The Outer Church

This pastor of the Outer Church wears the color purple, considered as a symbol of love and majesty, and the clerical collar borrowed from catholic traditions. The white dot on their forehead signals that they are married according to the Eloran rite.

The Outer Church, sometimes known as the Church of the Outer Stars, is a branch of Christianity that developed in the Low Age and found prominence among interstellar Christian communities during the past century. Though it originated as a simple offshoot of the Catholic Church, the Outer Church has significantly diverged in doctrinal and practical aspects, to the point many theologians do not consider it as Christian anymore, albeit Outerian believers generally see themselves as such. With 200 million believers, the Outer Church is among the three largest divergent interstellar faiths and is very well-represented in the solar system.

A Tritheist Church

The most striking theological divergence of the Outer Church is its refusal of the Trinity. The Outer Church negates the consensus of the Council of Nicaea and does not accept the idea of one God existing in three equal, eternal and consubstantial divine persons. This refusal is more radical than the usual forms of nontrinitarianism in Christian theology, which generally hinge on denying the full divine nature of Jesus Christ (such as Arianism) or stating that the distinctiveness of the Father, the Son and the resurrected Spirit are merely perceptions of the believer (such as Modalism). Instead, the Outer Church considers that the Trinity is in fact three separate, equal and almighty deities which act in unison but possess their distinctiveness: the Parent, the Child and the Word (Holy Spirit), all referred to with a singular They. Thus the fundamental creed of the Outer Church is tritheism, which denies Christian monotheism.

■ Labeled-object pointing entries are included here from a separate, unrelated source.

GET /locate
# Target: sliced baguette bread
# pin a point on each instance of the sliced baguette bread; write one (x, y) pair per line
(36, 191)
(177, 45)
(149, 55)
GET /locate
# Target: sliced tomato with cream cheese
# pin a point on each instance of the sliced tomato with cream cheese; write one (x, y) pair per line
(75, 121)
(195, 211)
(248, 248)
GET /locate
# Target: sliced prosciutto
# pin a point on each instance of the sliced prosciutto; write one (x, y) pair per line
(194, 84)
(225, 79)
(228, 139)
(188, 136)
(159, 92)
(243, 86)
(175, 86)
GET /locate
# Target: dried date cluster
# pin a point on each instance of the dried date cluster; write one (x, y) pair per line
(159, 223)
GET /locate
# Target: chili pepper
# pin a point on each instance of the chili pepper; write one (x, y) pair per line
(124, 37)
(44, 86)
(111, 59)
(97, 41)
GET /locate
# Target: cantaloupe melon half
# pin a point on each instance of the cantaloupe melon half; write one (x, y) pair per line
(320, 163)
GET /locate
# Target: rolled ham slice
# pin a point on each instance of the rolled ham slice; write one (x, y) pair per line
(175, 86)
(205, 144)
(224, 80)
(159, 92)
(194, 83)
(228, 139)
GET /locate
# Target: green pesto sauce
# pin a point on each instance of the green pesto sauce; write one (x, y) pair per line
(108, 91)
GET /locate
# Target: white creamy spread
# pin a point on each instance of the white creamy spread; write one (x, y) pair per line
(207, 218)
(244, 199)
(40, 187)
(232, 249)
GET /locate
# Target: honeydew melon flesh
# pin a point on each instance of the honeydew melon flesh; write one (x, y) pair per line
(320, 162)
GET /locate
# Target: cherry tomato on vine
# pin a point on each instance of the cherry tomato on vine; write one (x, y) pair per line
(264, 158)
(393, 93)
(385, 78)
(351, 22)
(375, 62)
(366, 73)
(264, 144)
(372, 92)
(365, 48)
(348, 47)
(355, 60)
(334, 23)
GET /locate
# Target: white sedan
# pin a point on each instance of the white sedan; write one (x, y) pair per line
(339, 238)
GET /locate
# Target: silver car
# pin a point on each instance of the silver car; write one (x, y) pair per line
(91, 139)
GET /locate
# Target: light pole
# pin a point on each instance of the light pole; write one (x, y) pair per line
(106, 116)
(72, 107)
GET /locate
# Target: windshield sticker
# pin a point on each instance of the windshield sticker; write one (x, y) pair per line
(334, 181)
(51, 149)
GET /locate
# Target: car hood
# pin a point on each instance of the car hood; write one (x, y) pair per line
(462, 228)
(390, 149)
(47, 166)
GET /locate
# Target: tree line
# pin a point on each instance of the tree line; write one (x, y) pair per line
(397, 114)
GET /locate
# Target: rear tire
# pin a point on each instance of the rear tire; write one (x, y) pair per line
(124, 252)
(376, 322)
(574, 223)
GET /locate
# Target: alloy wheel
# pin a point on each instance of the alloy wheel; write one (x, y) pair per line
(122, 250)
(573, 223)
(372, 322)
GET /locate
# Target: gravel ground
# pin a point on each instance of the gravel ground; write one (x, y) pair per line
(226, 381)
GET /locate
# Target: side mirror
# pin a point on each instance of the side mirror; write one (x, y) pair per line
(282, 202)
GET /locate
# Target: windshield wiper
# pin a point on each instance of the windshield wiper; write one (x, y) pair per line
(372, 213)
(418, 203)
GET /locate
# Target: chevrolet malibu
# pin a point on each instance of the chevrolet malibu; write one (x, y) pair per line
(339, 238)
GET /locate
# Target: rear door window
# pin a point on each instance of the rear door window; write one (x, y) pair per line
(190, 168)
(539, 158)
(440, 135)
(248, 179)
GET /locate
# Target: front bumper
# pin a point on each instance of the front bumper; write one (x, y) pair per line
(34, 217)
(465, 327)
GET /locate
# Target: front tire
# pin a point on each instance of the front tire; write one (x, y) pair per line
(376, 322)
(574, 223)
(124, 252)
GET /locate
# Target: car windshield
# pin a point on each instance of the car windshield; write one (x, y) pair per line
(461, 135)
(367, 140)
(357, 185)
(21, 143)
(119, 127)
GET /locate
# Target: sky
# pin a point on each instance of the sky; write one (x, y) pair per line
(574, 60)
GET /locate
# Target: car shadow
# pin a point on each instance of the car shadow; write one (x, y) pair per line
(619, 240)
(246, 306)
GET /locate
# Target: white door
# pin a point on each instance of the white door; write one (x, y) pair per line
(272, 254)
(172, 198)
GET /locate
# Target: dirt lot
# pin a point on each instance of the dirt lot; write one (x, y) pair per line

The origins of this tritheist belief are unclear even to historians. While the Low Age saw many a spiritual resurgence, from paganism to simpler, older forms of monotheist spirituality, there are no records of prominent Christian sects defending an actual tritheist doctrine in history -- the notion was generally used as an accusation, not as a self-proclaimed creed. Critics of the Outer Church in the Christian community consider the emergence of Outerian tritheism as the consequence of a loss of theological knowledge during the Low Age and multiple misreadings of the Bible. The Outer Church itself defends tritheism on the basis of nominalist thought: if the Parent and the Word were truly one substance, then it would mean both of them what have to be incarnate as well. In that regard, Outerian theologians align on medieval thinker Roscelin of Compi├Ęgne, though the reference is likely unintentional.

Many Christians, and Catholics in particular argue that tritheism makes the Outer Church non-Christian and de facto heretical, to which the Outer Church -- which itself considers trinitarian Christians as merely misguided, but believing in the same creed -- responds with utmost contempt.

Stellar Saints, Elected Pastors, the One Sacrament and Inherent Salvation

The Outer Church refuses the cult of human saints, which it considers as a disguised form of idolatry -- however, it encourages and enshrines a form of "stellar sanctity", where astronomical objects are imbued with the values of the Church. Star saints are meant to direct prayers and provide a concrete, physical anchor to the worship of the faithful, not to be an object of worship themselves -- despite what misguided Papist might say, Outerians do not "pray the stars", they merely consider them to be the direct evidence of the existence of God, through natural wonder. As the Outer Church, like all Abrahamic faiths, is concerned with eschatology, out-of-sequence stellar remnants are of particular interest to its pastors -- the holiest site of the Outer Church is Saint Magdalene's Abbey, a sanctified station orbiting Sagittarius A*, at the core of the Milky Way.

The Outer Church prides itself on not having any hierarchy, as its pastors are elected by the communities of the faithful (generally at the scale of a parish) and do not obey bishops or a Pope; instead, the canon of the Outer Church is established through Councils, which in the absence of the Papacy are organised through referendums among pastors. Due to this, the Outer Church is a very dynamic sect, at the forefront of modern theology. It is fairly common to see sub-sects orbiting in and out of the Outer Church as the accepted canon is changed with every new Council.

The pastors of the Outer Church lead the prayer in the parish's local language and only carry out a single sacrament -- the holy communion, which is done with unleavened sacramental bread and heavy water; following the tradition of the Plymouth Brethren, the Outerians believe the communion to be a symbolic re-enactment of the Last Supper, with no real presence of the Child. As the doctrine of the Outer Church considers any and all sophonts -- and not only humans -- to be already saved and within God's realm, the pastors do not carry out baptism. They thus hold the view that even non-human intelligences can receive the Gospel, including Sequence, Forgotten Traveller or Vriij aliens.